The State Department complainers were displeased that Bush, speaking with Powell after he returned to Washington, praised Sharon as a "man of peace" and for taking satisfactory steps to leave the West Bank. But part of that concern is parochial. "We're getting hammered for that quote throughout the Arab world," one State Department source said. No doubt these officials, who have to talk to Arabs every day, are getting their ears burned. But why should the psychic comfort of a few State Department officials count for more than asserting opposition to terrorism and support of those who effectively oppose it? The facts overwhelmingly point to the conclusion that there is at present no possible comprehensive settlement of the issues between the Israelis and the Palestinians. The desire of some in the State Department to produce such a settlement by getting the Israelis to make more concessions has run up against an immovable obstacle: The president doesn't want to do that.
You hear from the State Department and various Arab sources that Israel's attempts to stamp out the terrorist network in the West Bank will just produce more terrorism. But the real fear, among the Arabs at least, is that Israel's tough response will prove as effective in the medium and long term as it has in the short term.

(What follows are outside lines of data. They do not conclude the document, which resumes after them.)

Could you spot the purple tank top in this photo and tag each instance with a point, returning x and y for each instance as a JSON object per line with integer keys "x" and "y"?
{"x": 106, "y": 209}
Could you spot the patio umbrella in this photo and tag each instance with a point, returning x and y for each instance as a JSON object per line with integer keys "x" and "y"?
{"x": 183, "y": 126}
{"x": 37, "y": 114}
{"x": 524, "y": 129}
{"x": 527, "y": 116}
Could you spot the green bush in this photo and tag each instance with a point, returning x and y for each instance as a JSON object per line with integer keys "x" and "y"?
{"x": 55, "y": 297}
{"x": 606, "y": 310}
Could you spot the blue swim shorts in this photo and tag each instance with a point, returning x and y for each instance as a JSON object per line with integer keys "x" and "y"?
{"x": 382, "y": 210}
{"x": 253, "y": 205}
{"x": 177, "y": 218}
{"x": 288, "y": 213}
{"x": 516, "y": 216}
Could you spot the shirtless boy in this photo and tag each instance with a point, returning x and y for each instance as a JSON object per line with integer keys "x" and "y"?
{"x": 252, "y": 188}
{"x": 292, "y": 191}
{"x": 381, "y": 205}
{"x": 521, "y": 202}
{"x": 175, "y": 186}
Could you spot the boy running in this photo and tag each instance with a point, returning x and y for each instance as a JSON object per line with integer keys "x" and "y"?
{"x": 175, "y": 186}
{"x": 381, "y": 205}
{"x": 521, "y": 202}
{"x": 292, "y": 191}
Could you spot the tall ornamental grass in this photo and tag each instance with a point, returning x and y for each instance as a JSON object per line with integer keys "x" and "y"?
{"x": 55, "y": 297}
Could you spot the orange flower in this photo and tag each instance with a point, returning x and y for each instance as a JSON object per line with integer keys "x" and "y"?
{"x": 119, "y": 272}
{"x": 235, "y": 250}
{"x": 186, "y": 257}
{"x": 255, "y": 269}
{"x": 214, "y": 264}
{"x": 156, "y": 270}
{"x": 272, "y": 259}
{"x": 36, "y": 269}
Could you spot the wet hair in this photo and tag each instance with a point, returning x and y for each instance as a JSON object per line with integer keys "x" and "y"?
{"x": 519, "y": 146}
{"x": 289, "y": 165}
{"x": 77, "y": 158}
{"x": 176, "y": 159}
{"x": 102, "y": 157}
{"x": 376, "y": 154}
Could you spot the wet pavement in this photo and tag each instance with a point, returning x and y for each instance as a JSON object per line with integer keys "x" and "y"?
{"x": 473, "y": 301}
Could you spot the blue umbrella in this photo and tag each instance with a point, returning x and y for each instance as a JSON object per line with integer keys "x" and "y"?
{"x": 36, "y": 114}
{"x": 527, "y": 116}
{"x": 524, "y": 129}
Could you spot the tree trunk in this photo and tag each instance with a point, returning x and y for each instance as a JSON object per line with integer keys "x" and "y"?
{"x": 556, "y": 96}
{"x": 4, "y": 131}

The Arabs are afraid that the Palestinians are losing their terror war and that Israel will be able to go along living in peace, without pressure to make concessions to Palestinians.
The Palestinian terrorists, like the Saudi autocrats, are holding a losing hand. The overthrow of Saddam Hussein and the installation of a democratic, peace-minded Iraqi government threaten to weaken their hands further. For the past month, they have tried to distract George W. Bush from the war against terrorism's target of Iraq and to get him sidetracked in the cul-de-sac of Israeli-Palestinian negotiations. But Bush has evidently seen through this game. He refused to treat Palestinian terrorism and Israel's defense against terrorism evenhandedly, and he has refused to pressure Sharon to negotiate with the terrorist Arafat. His agree-to-disagree meeting with Crown Prince Abdullah suggests that Bush has his eye firmly set on Iraq and that he intends to go therewhether or not the Saudis or the State Department like it.